- Born: 20 July 1969 (age 56) Coventry, Warwickshire, England
- Education: City University, London
- Occupation: Newsreader
- Years active: 1991–present
- Notable credit(s): Newsroom South East BBC London News BBC News Sky News

= Gillian Joseph =

British journalist

Gillian Angela Joseph (born 20 July 1969) is a British newscaster currently working for Sky News. Joseph was the anchor of weekend editions of Sky News at Ten.

==Early life==
Joseph was born in 1969 in Coventry, England. Her parents originated from Dominica in the Caribbean. Her parents returned to Dominica, where her mother worked as a teacher, but the family later returned to England.

She attended Wembley Manor Junior School, and in 1979, the school choir was selected to sing onstage with Swedish group ABBA at Wembley Arena, singing I Have A Dream, to celebrate UNICEF's Year of the Child.

Joseph was an MA student at City University in London, studying Broadcast Journalism.

She has two daughters and a son.

==Journalism career==
Joseph initially worked for the BBC in Manchester, as well as working as a radio reporter for BBC Radio Merseyside.
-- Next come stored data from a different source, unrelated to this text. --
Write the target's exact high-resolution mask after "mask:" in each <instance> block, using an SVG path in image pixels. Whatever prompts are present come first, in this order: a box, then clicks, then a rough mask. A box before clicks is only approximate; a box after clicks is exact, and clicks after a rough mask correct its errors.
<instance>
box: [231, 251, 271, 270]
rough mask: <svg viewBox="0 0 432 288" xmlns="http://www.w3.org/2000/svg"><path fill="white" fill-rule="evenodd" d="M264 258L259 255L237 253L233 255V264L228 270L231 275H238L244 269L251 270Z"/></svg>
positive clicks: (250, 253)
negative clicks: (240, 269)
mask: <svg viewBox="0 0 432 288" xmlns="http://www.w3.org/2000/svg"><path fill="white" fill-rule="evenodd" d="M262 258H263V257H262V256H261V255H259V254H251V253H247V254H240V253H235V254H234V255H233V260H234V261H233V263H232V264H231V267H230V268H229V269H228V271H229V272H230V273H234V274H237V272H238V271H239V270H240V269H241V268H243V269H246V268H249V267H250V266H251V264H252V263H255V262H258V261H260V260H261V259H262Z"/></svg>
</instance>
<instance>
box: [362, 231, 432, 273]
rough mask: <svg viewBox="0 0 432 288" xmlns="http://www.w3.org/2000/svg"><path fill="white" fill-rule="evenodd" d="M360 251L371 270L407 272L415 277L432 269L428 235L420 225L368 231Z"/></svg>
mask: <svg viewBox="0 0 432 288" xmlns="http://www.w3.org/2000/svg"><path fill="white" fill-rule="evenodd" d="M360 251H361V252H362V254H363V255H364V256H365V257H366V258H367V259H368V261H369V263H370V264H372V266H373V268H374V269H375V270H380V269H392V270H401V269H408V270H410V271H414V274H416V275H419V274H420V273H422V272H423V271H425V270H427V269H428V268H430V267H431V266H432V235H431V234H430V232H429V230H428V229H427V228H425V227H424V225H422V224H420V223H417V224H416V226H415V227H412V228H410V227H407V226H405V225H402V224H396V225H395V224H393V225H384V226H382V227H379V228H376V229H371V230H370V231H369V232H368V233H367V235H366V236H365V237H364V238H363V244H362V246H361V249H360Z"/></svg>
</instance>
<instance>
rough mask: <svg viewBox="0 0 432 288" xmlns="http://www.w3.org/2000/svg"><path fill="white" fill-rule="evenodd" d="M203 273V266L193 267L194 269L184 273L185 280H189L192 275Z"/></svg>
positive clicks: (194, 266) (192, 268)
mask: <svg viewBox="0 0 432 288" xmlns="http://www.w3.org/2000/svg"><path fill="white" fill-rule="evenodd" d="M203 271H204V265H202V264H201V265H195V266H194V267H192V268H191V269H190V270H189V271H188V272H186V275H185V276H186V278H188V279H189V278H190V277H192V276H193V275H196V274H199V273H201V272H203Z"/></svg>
She worked for Newsbeat on BBC Radio 1 in 1994.

In 1998, she moved to London and presented Newsroom South East, until it was cancelled in 2001. She then presented its replacement, BBC London News, until 2005, when she moved to Sky News.

During her time at Sky, Joseph has presented various different slots, including Sky News at Ten and Sky News in the evening alongside Jeremy Thompson.

From 2007 until October 2016, Joseph presented Sunrise alongside Mark Longhurst, and then Stephen Dixon.

From October 2016 until December 2017, Joseph hosted from 5 pm to 8 pm on Saturdays and Sundays. In December 2017 she began maternity cover for Isabel Webster. From October 2019 until summer 2021, Joseph co-anchored Sky News Breakfast at weekends on Sky News. From summer 2021 until January 2026 she presented Sky News at Ten at weekends.

==Other programmes==
Joseph co-hosted the 2004 series called Evidence: Through My Experience with Pastor Dwight K. Nelson.

She is also a former reporter for the BBC's Holiday programme.

She also appeared on Celebrity Mastermind on the BBC in 2014, answering questions on her specialist subject "parables of the New Testament".